## Section: Scientific Foundations

Keywords : Statistics, Data Analysis, Data Quality, Indexing.

### Efficient Exploitation of Descriptors and Metadata

Even if the description of the documents can be done automatically, this is not enough to build a complete indexing and retrieval system usable in practice. As a matter of fact, the system must be able to answer a query in a reasonable amount of time, and thus needs tools to guarantee this aspect. The section is devoted to some of these tools.

On-line and off-line processing define the two main categories of exploitation. On one hand, off-line processing corresponds usually to techniques which need to consider all the data, and the complexity in time is thus not the main issue. On the other hand, on-line processing needs to go really fast. To gain such a performance, these procedures use the result of the off-line processing to limit the treatment to the smallest data subset necessary to answer the query.

#### Statistics and Data Quality over Huge Datasets

Keywords : Exploratory Data Analysis, Statistics, Sampling, Data Quality Metrics.

The situation where we have few available data has been well studied but a huge amount of data generates different kinds of problems: for instance, the use of classical inferential statistics results in hypothesis testing concludes rather often to reject the null hypothesis. Besides, the methods of models identification fail very often or the quality of the model is overestimated. The question is: how can we set a representative sampling in such datasets? We must add also that some clustering algorithms are unusable with such large datasets. Therefore, it is clear that working with huge datasets is difficult because of their computational complexity, because of the data quality and because of the scaling problem in inferential statistics.

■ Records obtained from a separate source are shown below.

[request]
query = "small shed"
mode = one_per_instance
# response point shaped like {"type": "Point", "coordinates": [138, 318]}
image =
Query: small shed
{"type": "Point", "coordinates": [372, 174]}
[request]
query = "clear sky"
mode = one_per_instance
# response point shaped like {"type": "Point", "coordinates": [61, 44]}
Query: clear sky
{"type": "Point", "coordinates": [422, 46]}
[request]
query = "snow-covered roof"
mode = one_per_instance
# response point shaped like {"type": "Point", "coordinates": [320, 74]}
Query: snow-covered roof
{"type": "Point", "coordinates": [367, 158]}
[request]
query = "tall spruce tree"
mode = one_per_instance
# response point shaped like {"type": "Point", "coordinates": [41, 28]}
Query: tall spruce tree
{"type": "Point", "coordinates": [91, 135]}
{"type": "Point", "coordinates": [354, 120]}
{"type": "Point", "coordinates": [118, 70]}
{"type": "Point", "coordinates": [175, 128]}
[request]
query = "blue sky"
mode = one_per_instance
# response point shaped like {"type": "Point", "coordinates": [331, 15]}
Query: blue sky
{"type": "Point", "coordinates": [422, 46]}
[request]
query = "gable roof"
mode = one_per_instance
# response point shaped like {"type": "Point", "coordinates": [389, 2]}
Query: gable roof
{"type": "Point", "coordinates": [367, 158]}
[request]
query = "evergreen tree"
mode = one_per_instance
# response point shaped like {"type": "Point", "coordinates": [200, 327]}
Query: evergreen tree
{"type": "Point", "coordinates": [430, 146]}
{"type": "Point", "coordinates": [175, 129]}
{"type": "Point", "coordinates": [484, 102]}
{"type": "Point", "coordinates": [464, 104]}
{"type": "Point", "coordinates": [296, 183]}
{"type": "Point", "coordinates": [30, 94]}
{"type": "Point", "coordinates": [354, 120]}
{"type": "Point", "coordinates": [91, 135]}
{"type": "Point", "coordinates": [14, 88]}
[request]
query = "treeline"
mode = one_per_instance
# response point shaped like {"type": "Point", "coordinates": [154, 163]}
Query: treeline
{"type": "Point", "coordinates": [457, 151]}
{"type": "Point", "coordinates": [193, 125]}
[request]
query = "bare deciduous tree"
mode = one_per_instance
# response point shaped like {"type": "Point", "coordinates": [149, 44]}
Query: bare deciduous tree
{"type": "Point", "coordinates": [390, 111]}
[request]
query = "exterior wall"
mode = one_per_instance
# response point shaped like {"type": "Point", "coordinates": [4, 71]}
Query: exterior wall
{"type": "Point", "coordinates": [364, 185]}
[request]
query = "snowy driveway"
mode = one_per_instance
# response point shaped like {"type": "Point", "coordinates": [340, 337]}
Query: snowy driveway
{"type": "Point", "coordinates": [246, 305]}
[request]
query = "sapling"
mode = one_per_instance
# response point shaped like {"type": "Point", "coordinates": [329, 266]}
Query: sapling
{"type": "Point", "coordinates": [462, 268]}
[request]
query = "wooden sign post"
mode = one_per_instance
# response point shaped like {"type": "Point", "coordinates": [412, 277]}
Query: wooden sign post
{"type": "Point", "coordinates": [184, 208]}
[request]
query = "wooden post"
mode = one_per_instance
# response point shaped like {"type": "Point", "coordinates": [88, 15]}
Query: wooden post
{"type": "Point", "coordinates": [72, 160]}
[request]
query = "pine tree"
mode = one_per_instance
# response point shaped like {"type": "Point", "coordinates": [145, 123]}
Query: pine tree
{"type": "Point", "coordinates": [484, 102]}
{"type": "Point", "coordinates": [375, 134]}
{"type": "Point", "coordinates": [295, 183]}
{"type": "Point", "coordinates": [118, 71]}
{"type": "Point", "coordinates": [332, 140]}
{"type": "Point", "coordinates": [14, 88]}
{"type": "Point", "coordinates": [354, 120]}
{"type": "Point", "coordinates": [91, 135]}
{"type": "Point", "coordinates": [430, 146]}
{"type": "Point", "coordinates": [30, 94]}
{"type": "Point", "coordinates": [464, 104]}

However, statistical methods can be used, with caution, if the data quality is good. So the first step is the cleaning and the checking of data to be sure of their coherence. The second step depends on our goal. Either we want to build a global model, or we are looking for hidden structures in the data. In the first case, we can work on a sample of the data and use methods such as clustering, segmentation, regression models. In case we are looking for hidden structures, sampling is not appropriate and we need to use other heuristics.

Exploratory data analysis (EDA) is an essential tool to deal with huge
amounts of data. EDA describes data in an interactive way, without
*a priori* hypothesis and provides useful graphical representations.
Visualization methods when the dimension of the data is greater than three is
also necessary: for instance, parallel coordinates. All these previous
methods watch the data to discover their properties.

Let us add that most of the available data mining programs are very expensive, and that their contents are very disappointing and poor for most of them.

#### Multidimensional Indexing Techniques

Keywords : Multidimensional Indexing Techniques, Databases, Curse of Dimensionality, Approximate Searches, Nearest-Neighbors (NN).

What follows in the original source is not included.